By Pramodini Naik, Assistant Director, CYDA
Education is not just about learning to read and write; it is a powerful tool for dignity, struggle, and social change. In a society shaped by inequalities of caste, gender, class, and place, education decides who gets a voice and who is pushed to the margins. Nearly two hundred years ago, Savitribai Phule clearly understood this and at a time when educating women and marginalized communities was seen as wrong, she strongly claimed education as a basic right. Her fight was not only against illiteracy, but against an unfair social system that kept knowledge away from those who needed it the most.

If Savitribai Phule were alive in today’s era, she would once again stand at the forefront of questioning the deep-rooted inequalities within the education system. While the form of discrimination has changed, its impact remains similar. Gender disparity, poor access to quality education and the rapid privatization of learning have created a system where education once envisioned as a public good, has increasingly become a privilege for those who can afford it. Despite progressive policy reforms such as the Right to Education (RTE) Act and multiple government welfare schemes, the rising cost of education continues to widen the gap between the rich and the poor. There is no longer a common education system for all; instead, parallel systems exist—one for the privileged and another for the marginalized.

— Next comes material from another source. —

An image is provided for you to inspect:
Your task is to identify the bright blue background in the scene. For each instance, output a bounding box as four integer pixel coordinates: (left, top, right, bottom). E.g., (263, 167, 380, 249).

In today’s knowledge-driven economy, access to quality education, digital platforms, skill-development programs, and exposure-based learning determines who gains livelihood opportunities and who is left behind. Those who can afford private schooling, coaching institutes, digital tools and skill-based platforms are better positioned to capture employment and business opportunities. Equally, students from poor, rural, and tribal communities remain excluded from these pathways. Even today, many tribal students in Grade 8 struggle to read fluently or perform basic numeracy operations. This is not only a learning gap—it is a systemic failure rooted in unequal access, social exclusion and under-resourced public education.
Savitribai Phule stands as one of the most transformative figures in Indian social reform, particularly in the field of women’s education and social justice. Born on 3 January 1831 in Naigaon, Maharashtra, she emerged as India’s first woman teacher and a pioneering educationist at a time when educating women and marginalized communities was socially unacceptable. Along with her husband, Jyotirao Phule, she challenged entrenched caste hierarchies, patriarchal norms, and regressive traditions that denied women dignity and knowledge. Despite facing social ostracism, verbal abuse, and physical attacks, Savitribai continued teaching with extraordinary courage and conviction.
In 1848, she played a pivotal role in establishing the first school for girls in Pune, laying the foundation for a revolutionary movement in women’s education. Savitribai believed that education is the most powerful tool for social transformation—not just to achieve literacy, but to develop critical consciousness. Her work extended beyond classrooms; she advocated widow remarriage, opposed child marriage, worked for widow welfare and established shelters for abandoned women. As a poet and thinker, she emphasized rationality, self-respect, and liberation through knowledge. Her vision aligns closely with modern theories of education such as Paulo Freire’s critical pedagogy, which views education as a practice of freedom, and Amartya Sen’s capability approach, which defines education as expanding people’s real freedoms and life choices.
At CYDA, our commitment to inclusive, equitable, and transformative education draws deeply from Savitribai Phule’s philosophy. She viewed education as a means to dismantle structural inequality and empower marginalized communities to claim their rights with dignity. Similarly, it focuses on bridging learning gaps, strengthening foundational literacy and numeracy, and creating equal learning opportunities for adolescents, especially girls and students from disadvantaged and tribal backgrounds. Through teacher capacity-building programs, remedial education, STEM initiatives, life-skills education, and community engagement, CYDA works to ensure that education becomes a tool for empowerment rather than exclusion.
From a theoretical perspective, its approach reflects the principle of equity rather than mere equality. While equality provides the same resources to all, equity recognizes that learners start from different positions and therefore require differentiated support. Today, our organization continues this legacy by addressing structural barriers such as poor school infrastructure, limited access to quality learning materials, gender bias, and lack of parental or community support for education.
CYDA’s emphasis on gender sensitivity, leadership development among girls, and community awareness aligns strongly with Savitribai Phule’s belief that education must lead to social transformation. By working closely with teachers, schools, parents, and communities, it fosters critical thinking, self-confidence, and social responsibility among young learners.